Before and during lunch…
• Head outside and sit in the daylight for 10 minutes. Better still, have your lunch outside and divide your break between eating and a walk. Here's why: your office probably has about 500 luxes of light, which is equal to about 500 candles. That compares with 10,000 luxes at sunrise and 100,000 at noon on a July day. So when the afternoon doldrums hit, go outside and sit in the sunlight. It will help reset your chronological clock, keep down the amount of melatonin (the sleep hormone) your body produces during this circadian dip and give you a valuable boost of beneficial vitamin D, reducing your risk of osteoporosis as well as various cancers.
• Snack all day long. Simply snack on nutritious foods whenever you get hungry, rather than eating lunch per se – but watch portion sizes. Then use your lunch break for some kind of exercise, whether it's in the company gym or walking around a park.
• Choose activating protein not energy-sapping carbs. So a tuna salad without the bread is a better choice than a tuna sandwich. A green salad sprinkled with low-fat cheese, a hard-boiled egg and some sliced turkey wins over a pasta salad. The change can really make a difference. When researchers compared men who ate a 1,000 calorie lunch with those who ate a 300 calorie lunch or skipped the meal altogether, they found that when given a chance to nap after lunch, nearly all of the participants did so. But while the lunch-eaters slept for an average of 90 minutes, those who skipped lunch slept for only 30 minutes. These were also high-carbohydrate lunches (carbs stimulate serotonin release, which increases sleepiness), which may have contributed to the napping. You shouldn't skip lunch altogether, but the combination of eating less and eating fewer carbohydrates should lead to less sleepiness.
• Enjoy teatime. Get into the routine of a midafternoon cup. It's a good step towards beating the afternoon doldrums thanks to that little bit of a caffeine burst and the few quiet minutes it entails. The aim is not to munch down scones and clotted cream, but you can do better than a tea bag dunked in your unwashed coffee mug. Keep a selection of exotic flavoured teas (preferably caffeinated) in your office and an aesthetically pleasing cup just for tea. When the doldrums hit, brew yourself a cup and sit somewhere quiet (not your office) to sip and reflect. The meditative time will soothe your frenzied brain, while the caffeine will give you just enough of a kick-start to get you through the rest of your day.
• Make an "I was thinking of you" phone call. To your wife, child, siblings, parents, a friend or a retired colleague. A 5 minute keep-in-touch call will lift your spirits for hours and reinvigorate you to get your work done.
• Go for a 10 minute walk and resist that chocolate bar.

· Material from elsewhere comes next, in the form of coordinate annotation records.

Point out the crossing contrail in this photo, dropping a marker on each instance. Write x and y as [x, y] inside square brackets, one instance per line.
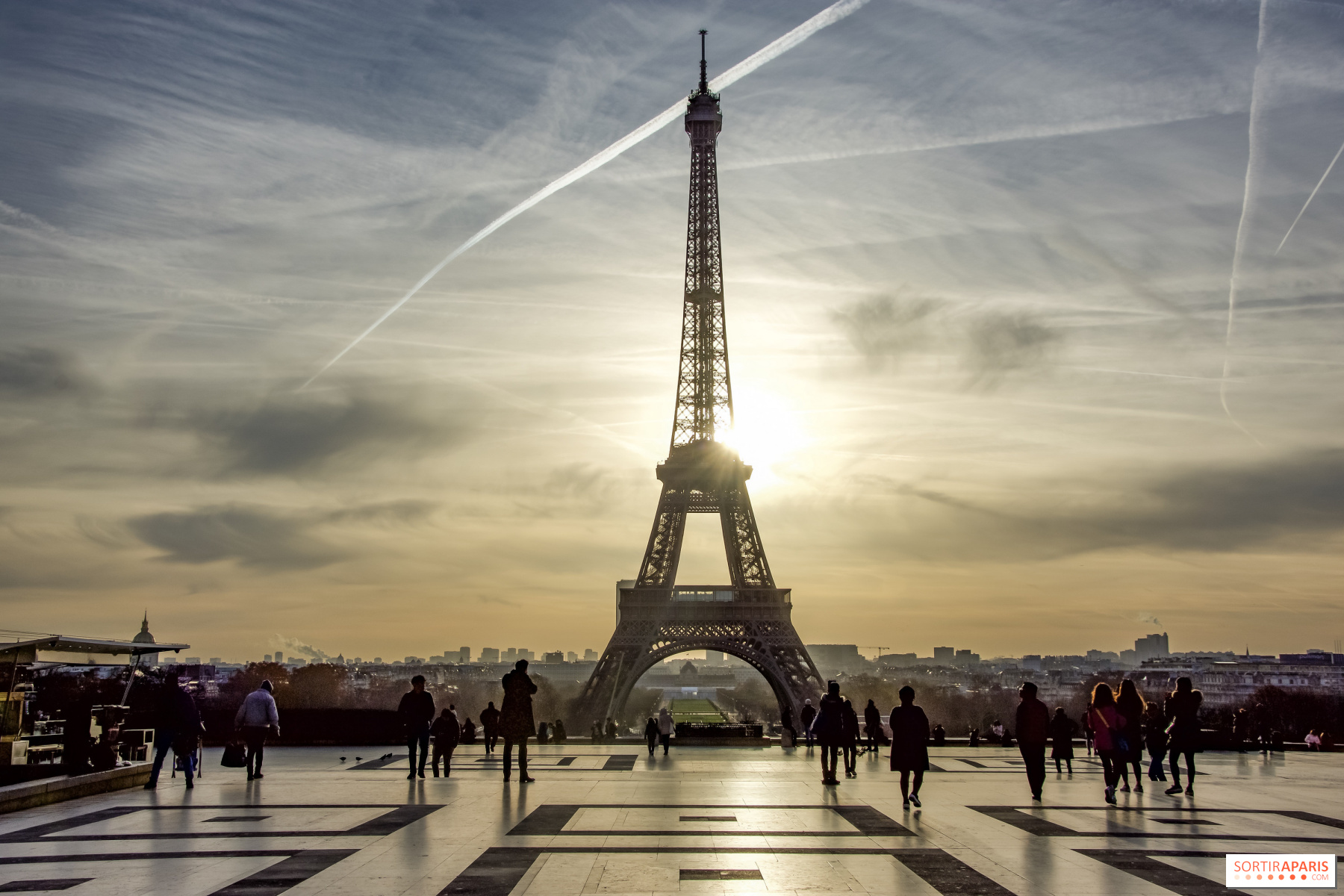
[1310, 198]
[833, 13]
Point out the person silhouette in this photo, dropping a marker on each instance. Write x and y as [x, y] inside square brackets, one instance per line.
[851, 741]
[1033, 734]
[517, 723]
[909, 744]
[1183, 707]
[491, 727]
[828, 729]
[447, 735]
[651, 734]
[806, 716]
[1130, 704]
[1062, 741]
[873, 726]
[417, 711]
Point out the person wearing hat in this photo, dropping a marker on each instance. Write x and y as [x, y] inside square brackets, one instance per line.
[255, 719]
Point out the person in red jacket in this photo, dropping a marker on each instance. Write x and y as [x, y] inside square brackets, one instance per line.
[1033, 736]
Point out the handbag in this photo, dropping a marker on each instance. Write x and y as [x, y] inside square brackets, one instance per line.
[235, 756]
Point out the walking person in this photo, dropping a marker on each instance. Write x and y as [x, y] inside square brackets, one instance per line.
[517, 723]
[873, 726]
[1155, 738]
[1062, 741]
[417, 712]
[665, 729]
[828, 729]
[1033, 735]
[851, 741]
[909, 744]
[1183, 707]
[1107, 723]
[447, 735]
[806, 716]
[1130, 704]
[255, 719]
[176, 727]
[491, 727]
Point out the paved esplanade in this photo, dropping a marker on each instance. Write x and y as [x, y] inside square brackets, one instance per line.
[612, 820]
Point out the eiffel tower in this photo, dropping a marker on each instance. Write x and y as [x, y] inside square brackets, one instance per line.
[658, 618]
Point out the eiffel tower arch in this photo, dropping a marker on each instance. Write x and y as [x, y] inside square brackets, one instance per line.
[749, 618]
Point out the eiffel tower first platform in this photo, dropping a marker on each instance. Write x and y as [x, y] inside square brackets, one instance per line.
[749, 618]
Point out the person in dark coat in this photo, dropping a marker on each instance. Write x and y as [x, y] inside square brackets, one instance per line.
[447, 734]
[491, 727]
[651, 734]
[517, 723]
[1183, 709]
[909, 744]
[808, 715]
[1155, 738]
[417, 711]
[1033, 735]
[851, 741]
[1130, 704]
[1062, 729]
[873, 726]
[828, 729]
[176, 727]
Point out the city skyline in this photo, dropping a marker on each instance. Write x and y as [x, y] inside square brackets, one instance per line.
[986, 363]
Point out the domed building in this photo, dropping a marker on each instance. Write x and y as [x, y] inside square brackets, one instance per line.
[144, 637]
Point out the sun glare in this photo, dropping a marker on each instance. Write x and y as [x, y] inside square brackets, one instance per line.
[766, 432]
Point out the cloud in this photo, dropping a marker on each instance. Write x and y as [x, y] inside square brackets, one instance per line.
[1001, 343]
[287, 435]
[885, 328]
[40, 373]
[258, 536]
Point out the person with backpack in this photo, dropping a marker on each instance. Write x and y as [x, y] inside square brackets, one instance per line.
[255, 719]
[1107, 723]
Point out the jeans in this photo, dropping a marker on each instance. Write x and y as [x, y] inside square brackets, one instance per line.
[255, 739]
[423, 739]
[1034, 756]
[508, 756]
[163, 743]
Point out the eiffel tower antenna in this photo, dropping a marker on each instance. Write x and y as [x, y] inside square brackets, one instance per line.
[749, 618]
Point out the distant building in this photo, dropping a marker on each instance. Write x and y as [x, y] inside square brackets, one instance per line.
[144, 637]
[1151, 648]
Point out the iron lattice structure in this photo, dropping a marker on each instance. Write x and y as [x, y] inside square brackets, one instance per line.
[749, 618]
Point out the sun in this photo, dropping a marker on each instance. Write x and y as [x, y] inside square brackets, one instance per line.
[766, 432]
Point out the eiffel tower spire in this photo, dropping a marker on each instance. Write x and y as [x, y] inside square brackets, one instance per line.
[749, 618]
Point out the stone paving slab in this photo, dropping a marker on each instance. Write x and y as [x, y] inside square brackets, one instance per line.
[703, 820]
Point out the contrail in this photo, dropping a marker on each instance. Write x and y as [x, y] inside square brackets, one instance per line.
[1242, 226]
[1310, 198]
[833, 13]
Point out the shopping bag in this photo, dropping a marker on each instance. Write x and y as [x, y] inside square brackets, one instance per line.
[235, 756]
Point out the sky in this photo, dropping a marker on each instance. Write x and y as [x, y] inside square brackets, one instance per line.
[980, 258]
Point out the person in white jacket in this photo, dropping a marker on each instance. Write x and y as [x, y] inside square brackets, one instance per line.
[255, 719]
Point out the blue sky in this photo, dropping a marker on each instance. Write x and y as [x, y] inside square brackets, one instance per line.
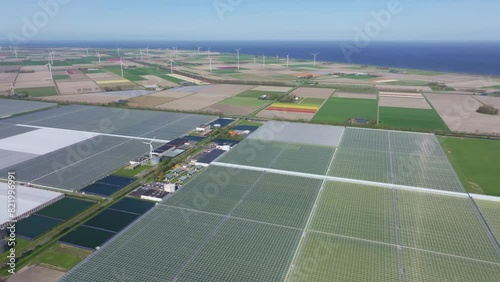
[252, 19]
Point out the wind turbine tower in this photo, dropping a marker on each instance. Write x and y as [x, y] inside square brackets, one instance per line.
[49, 65]
[315, 54]
[12, 90]
[238, 56]
[151, 150]
[121, 64]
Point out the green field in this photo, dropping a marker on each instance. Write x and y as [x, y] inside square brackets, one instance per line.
[61, 63]
[408, 83]
[38, 92]
[61, 257]
[339, 110]
[239, 101]
[417, 119]
[423, 72]
[131, 172]
[65, 208]
[256, 94]
[226, 71]
[312, 101]
[476, 161]
[61, 77]
[86, 60]
[359, 77]
[86, 70]
[250, 123]
[134, 74]
[353, 88]
[441, 88]
[325, 258]
[346, 209]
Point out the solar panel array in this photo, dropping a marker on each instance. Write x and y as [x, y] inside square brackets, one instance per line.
[274, 223]
[136, 123]
[79, 165]
[13, 107]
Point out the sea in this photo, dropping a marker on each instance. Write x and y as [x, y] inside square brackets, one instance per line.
[482, 58]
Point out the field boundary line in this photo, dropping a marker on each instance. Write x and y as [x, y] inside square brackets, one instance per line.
[405, 247]
[345, 180]
[485, 225]
[95, 134]
[312, 214]
[230, 216]
[396, 214]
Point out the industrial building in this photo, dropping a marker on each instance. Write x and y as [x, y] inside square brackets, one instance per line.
[204, 159]
[28, 201]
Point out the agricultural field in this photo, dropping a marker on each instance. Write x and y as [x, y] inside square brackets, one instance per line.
[340, 110]
[61, 77]
[459, 114]
[476, 161]
[281, 219]
[414, 119]
[38, 92]
[359, 77]
[301, 109]
[61, 257]
[355, 95]
[408, 83]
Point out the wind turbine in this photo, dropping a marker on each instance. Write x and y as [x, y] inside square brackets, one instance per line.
[238, 55]
[51, 57]
[176, 53]
[12, 90]
[151, 150]
[121, 64]
[50, 69]
[315, 54]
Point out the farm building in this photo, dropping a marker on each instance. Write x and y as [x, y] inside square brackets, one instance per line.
[207, 159]
[28, 201]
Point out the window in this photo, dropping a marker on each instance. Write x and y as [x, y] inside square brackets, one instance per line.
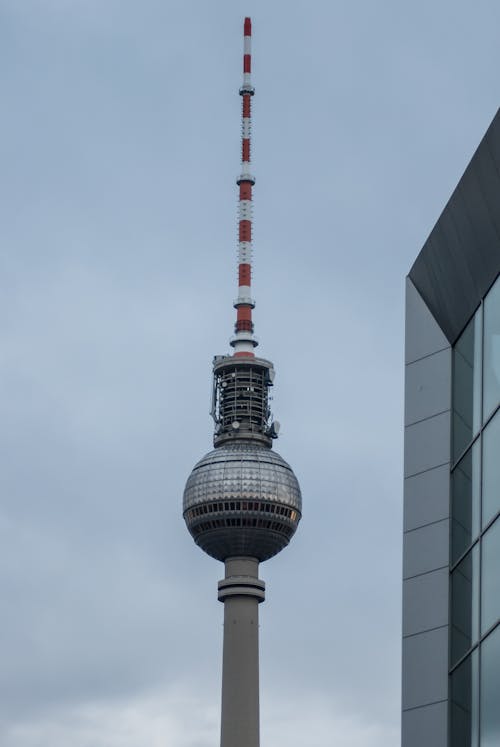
[491, 394]
[491, 469]
[464, 703]
[467, 385]
[490, 578]
[490, 686]
[465, 605]
[465, 483]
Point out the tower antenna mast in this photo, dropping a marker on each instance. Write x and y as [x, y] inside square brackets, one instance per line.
[242, 502]
[244, 341]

When American researchers compared study participants who ate a chocolate bar or who walked briskly for 10 minutes, they found the chocolate bar subjects felt more tense in the hour afterwards, while those who walked not only had higher energy levels for 1 to 2 hours afterwards, but also reduced their tension.
• Put a drop of peppermint oil in your hand and briskly rub your hands together, then rub them over your face (avoid your eyes). Peppermint is a known energy-enhancing scent.
• Do your filing. It's a physical activity that gets you up from your desk, bending and pulling and stretching. Plus, you can lose yourself in it, and any activity that enables you to get into a "flow" will help to pull you through the doldrums.
• Take 10 minutes for isometric exercises. Isometric exercises involve nothing more than tensing a muscle and holding it. For instance, with your arm held out, tense your biceps and triceps at the same time and hold for 5 to 10 seconds. You can do this with your calf muscles, thigh muscles (front and back), chest, abdomen, buttocks, shoulders and back. If you wanted to, you could work a rotation, or cycle, of isometric exercises involving almost your entire body into your desk job every day. The total workout would be quite significant, despite never interrupting your work or causing you to break into a sweat. Plus, you're not only toning your body, you're toning your mind.
All day long…
• Weave variety into your working day. Tedium taxes the mind and induces somnolence. Most studies suggest that concentration on anything wanes after an hour, and is pretty near to pitiful at 90 minutes. So divide your tasks to maximize a balance between variety and productivity. For instance, if you have a large report you need to get out, work on it for 30 minutes, switch to something else for 30 minutes, then return to it.